The failed Ishikawa Bank extended a 5.7 billion yen loan in 2000 for a golf course assessed by the borrower as being worth 6.3 billion yen but by banking regulators as worth 100 million yen, sources said Monday.

On Sunday, police arrested Shigeru Takagi, 67, former president of Ishikawa Bank; Mutsumi Kawaguchi, 63, former senior managing director; and Michihiko Fujita, 42, former head of the bank's Tokyo office; on suspicion of breach of trust.

Police turned their cases over to prosecutors Monday, alleging the bank officers extended the loan to Tokyo ad agency National Enterprise for the golf course even though it did not have sufficient collateral.

Police plan to question Takagi and the others as well as executives at National Enterprise, including its chairman, Tomokazu Mishima, 66.

The second-tier regional bank based in Kanazawa went under in December 2001.

The sources said the bank decided to extend the loan based on the 6.3 billion yen assessment made by the National Enterprise-affiliated golf course operator, Country Club The First, in Kisarazu, Chiba Prefecture.
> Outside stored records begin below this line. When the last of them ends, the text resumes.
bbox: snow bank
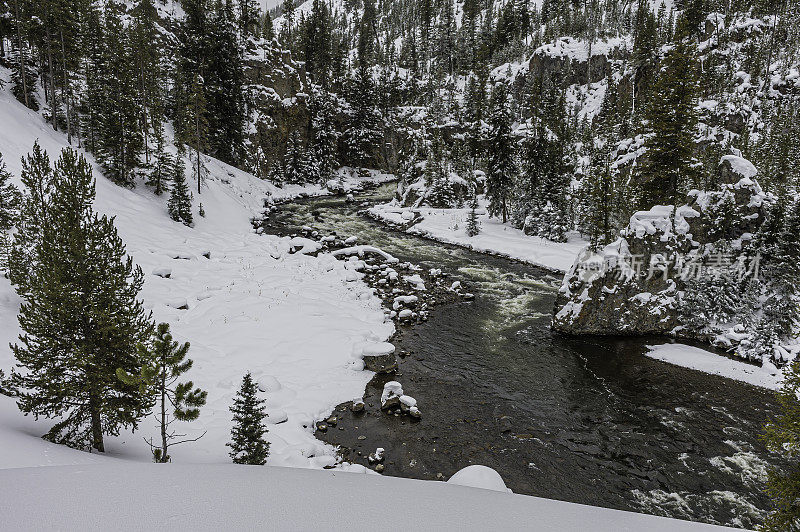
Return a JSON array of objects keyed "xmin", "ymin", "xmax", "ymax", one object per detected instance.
[
  {"xmin": 368, "ymin": 198, "xmax": 587, "ymax": 272},
  {"xmin": 447, "ymin": 465, "xmax": 511, "ymax": 493},
  {"xmin": 0, "ymin": 463, "xmax": 733, "ymax": 532},
  {"xmin": 0, "ymin": 69, "xmax": 394, "ymax": 468},
  {"xmin": 647, "ymin": 344, "xmax": 782, "ymax": 390}
]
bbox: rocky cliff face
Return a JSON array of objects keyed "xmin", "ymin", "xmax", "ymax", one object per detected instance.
[
  {"xmin": 553, "ymin": 156, "xmax": 765, "ymax": 335},
  {"xmin": 244, "ymin": 41, "xmax": 311, "ymax": 172}
]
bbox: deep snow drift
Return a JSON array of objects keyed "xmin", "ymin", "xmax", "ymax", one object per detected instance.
[
  {"xmin": 0, "ymin": 70, "xmax": 394, "ymax": 468},
  {"xmin": 647, "ymin": 344, "xmax": 783, "ymax": 390},
  {"xmin": 0, "ymin": 463, "xmax": 733, "ymax": 532}
]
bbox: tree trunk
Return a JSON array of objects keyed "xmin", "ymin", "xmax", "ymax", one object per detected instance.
[
  {"xmin": 14, "ymin": 0, "xmax": 31, "ymax": 108},
  {"xmin": 45, "ymin": 10, "xmax": 58, "ymax": 131},
  {"xmin": 89, "ymin": 397, "xmax": 106, "ymax": 453},
  {"xmin": 161, "ymin": 368, "xmax": 168, "ymax": 463},
  {"xmin": 59, "ymin": 29, "xmax": 72, "ymax": 144}
]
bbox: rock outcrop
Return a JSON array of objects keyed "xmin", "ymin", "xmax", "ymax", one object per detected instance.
[{"xmin": 553, "ymin": 156, "xmax": 768, "ymax": 335}]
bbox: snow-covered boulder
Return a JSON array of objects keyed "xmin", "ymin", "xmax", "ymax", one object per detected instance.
[
  {"xmin": 447, "ymin": 465, "xmax": 511, "ymax": 493},
  {"xmin": 362, "ymin": 342, "xmax": 397, "ymax": 373},
  {"xmin": 553, "ymin": 162, "xmax": 772, "ymax": 339},
  {"xmin": 381, "ymin": 381, "xmax": 403, "ymax": 410}
]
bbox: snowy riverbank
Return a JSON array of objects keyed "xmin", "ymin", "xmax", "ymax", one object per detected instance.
[
  {"xmin": 0, "ymin": 462, "xmax": 733, "ymax": 532},
  {"xmin": 368, "ymin": 198, "xmax": 587, "ymax": 273},
  {"xmin": 0, "ymin": 76, "xmax": 394, "ymax": 468},
  {"xmin": 647, "ymin": 344, "xmax": 782, "ymax": 390}
]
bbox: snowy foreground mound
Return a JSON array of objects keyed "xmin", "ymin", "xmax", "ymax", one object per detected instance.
[
  {"xmin": 0, "ymin": 72, "xmax": 394, "ymax": 468},
  {"xmin": 0, "ymin": 462, "xmax": 728, "ymax": 532}
]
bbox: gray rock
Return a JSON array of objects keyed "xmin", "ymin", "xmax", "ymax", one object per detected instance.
[{"xmin": 364, "ymin": 353, "xmax": 397, "ymax": 373}]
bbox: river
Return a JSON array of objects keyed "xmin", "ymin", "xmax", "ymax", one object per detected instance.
[{"xmin": 265, "ymin": 185, "xmax": 776, "ymax": 528}]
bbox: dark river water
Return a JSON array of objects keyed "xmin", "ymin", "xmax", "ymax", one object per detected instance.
[{"xmin": 265, "ymin": 185, "xmax": 775, "ymax": 528}]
However, about a year after the bank provided the loan, the Financial Services Agency appraised the Chiba golf course at only 100 million yen, according to the sources.
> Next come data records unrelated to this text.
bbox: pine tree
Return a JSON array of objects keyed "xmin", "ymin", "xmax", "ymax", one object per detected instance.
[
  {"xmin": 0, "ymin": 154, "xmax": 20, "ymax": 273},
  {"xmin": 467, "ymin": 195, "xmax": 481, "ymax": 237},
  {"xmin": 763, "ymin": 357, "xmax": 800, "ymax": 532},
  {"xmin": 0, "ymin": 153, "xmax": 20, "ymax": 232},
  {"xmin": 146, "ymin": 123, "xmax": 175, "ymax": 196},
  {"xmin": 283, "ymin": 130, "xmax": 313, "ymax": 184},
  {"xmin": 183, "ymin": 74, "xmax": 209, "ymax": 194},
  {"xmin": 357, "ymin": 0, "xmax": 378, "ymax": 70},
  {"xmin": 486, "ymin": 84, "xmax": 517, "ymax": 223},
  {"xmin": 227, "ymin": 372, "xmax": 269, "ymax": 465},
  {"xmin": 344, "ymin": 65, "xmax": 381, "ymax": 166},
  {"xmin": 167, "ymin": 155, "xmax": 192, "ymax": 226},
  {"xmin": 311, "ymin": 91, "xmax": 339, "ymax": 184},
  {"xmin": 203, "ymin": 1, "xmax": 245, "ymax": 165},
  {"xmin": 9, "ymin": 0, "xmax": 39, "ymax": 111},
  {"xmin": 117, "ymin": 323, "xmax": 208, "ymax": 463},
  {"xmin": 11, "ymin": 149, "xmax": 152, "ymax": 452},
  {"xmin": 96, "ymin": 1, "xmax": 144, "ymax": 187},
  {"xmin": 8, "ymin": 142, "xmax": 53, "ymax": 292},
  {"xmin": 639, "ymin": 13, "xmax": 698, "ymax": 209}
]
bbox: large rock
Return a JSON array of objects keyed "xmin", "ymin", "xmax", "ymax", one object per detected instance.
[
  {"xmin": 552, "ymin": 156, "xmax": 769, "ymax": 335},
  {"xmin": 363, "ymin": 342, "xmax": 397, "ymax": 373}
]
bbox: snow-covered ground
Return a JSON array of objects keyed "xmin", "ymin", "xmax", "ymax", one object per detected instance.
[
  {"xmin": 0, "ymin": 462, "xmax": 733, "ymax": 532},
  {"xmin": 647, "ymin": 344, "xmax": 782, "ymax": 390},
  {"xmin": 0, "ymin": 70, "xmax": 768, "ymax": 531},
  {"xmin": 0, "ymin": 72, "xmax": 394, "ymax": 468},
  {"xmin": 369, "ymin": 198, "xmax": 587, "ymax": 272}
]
National Enterprise, with earlier financing from Ishikawa Bank and other lenders, had the 18-hole golf course and clubhouse built on a 94-hectare site in March 1997, but the company was unable to pay all of the construction costs and needed to borrow more.

As of September 2000, when the alleged questionable loan was extended by Ishikawa Bank, the golf course had little collateral value.

The contractor, together with Ishikawa Bank and nonbank financial institutions, had already placed a mortgage exceeding 20 billion yen on the course and clubhouse.

In FSA inspections conducted in December 2001, the agency categorized loans made using the golf course as collateral as loans to a bankrupt company.